Between 2019 and June 2021, the response to the project was intensively examined, and whether “Wohnen für Hilfe should continue to evoke the project should also be funded. However, the model has not yet been accepted as desired, although there were 87 inquiries from people during this period On the other hand, 498 people looking for a room received personal advice. In addition, there were inquiries by e-mail and telephone, so that there were a total of 2931 inquiries from those looking for a room. In 40 cases there were house calls, Die form the basis of the mediation process. This shows whether a constellation has a chance of success, and mutual trust and sympathy must exist from the start. Ultimately, only 23 residential partnerships were concluded between 2019 and June 2021. There were a total of 25 existing partnerships on the reporting date in June Housing partnerships in 14 different communities in the Munich district.
District Councilor Gerlinde Koch-Dörringer (CSU), who explicitly praised the program on behalf of her parliamentary group in the Social Committee, was amazed at the rather manageable figures even for Corona times, in which the placement came to a complete standstill in places: “Maybe you have to do better Students are nice people who can be trusted, the seniors have to be taught that, “said Koch-Dörringer.

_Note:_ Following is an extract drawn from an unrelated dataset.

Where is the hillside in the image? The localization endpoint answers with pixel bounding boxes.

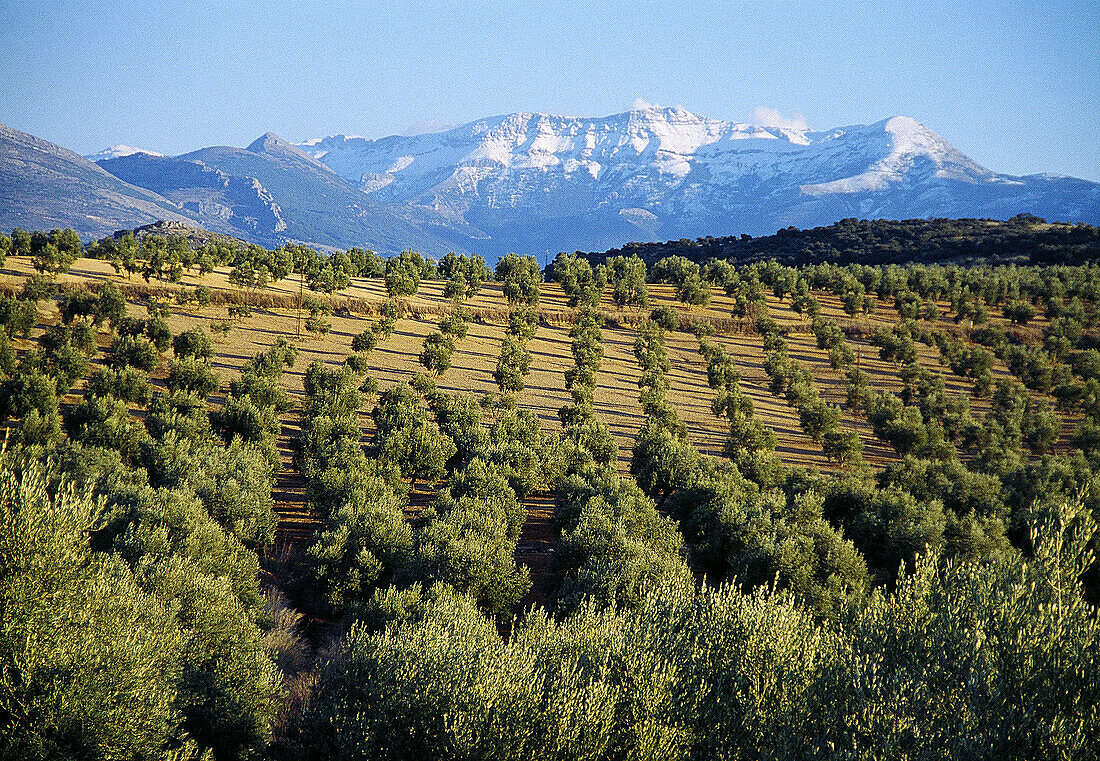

And while the SPD parliamentary group leader Florian Schardt also spoke out in favor of making the concept better known to the public and suggested that the communities should employ people to go from house to house “like a crafty developer” and to bring the idea closer to the elderly, Susanne Frank, Head of Care and Seniors in the District Office, cited another reason for the manageable number of partnerships that she saw as an essential reason: the loss of privacy when you meet a stranger in your apartment. This is a stumbling block, especially in the sanitary area: “Older people don’t want to share their bathroom,” said Frank.
Annette Ganssmüller-Maluche (SPD) even went one step further and fundamentally questioned the idea of solidarity. And so whether “living for help” could actually be a promising model: “The problem is less that it is not known, but that people cannot stand being close to strangers. I fear that the problems are different.”
Nevertheless, like all the other members of the Social Committee, she voted to continue the funding for the next three years, the district is paying a total of almost 150,000 euros.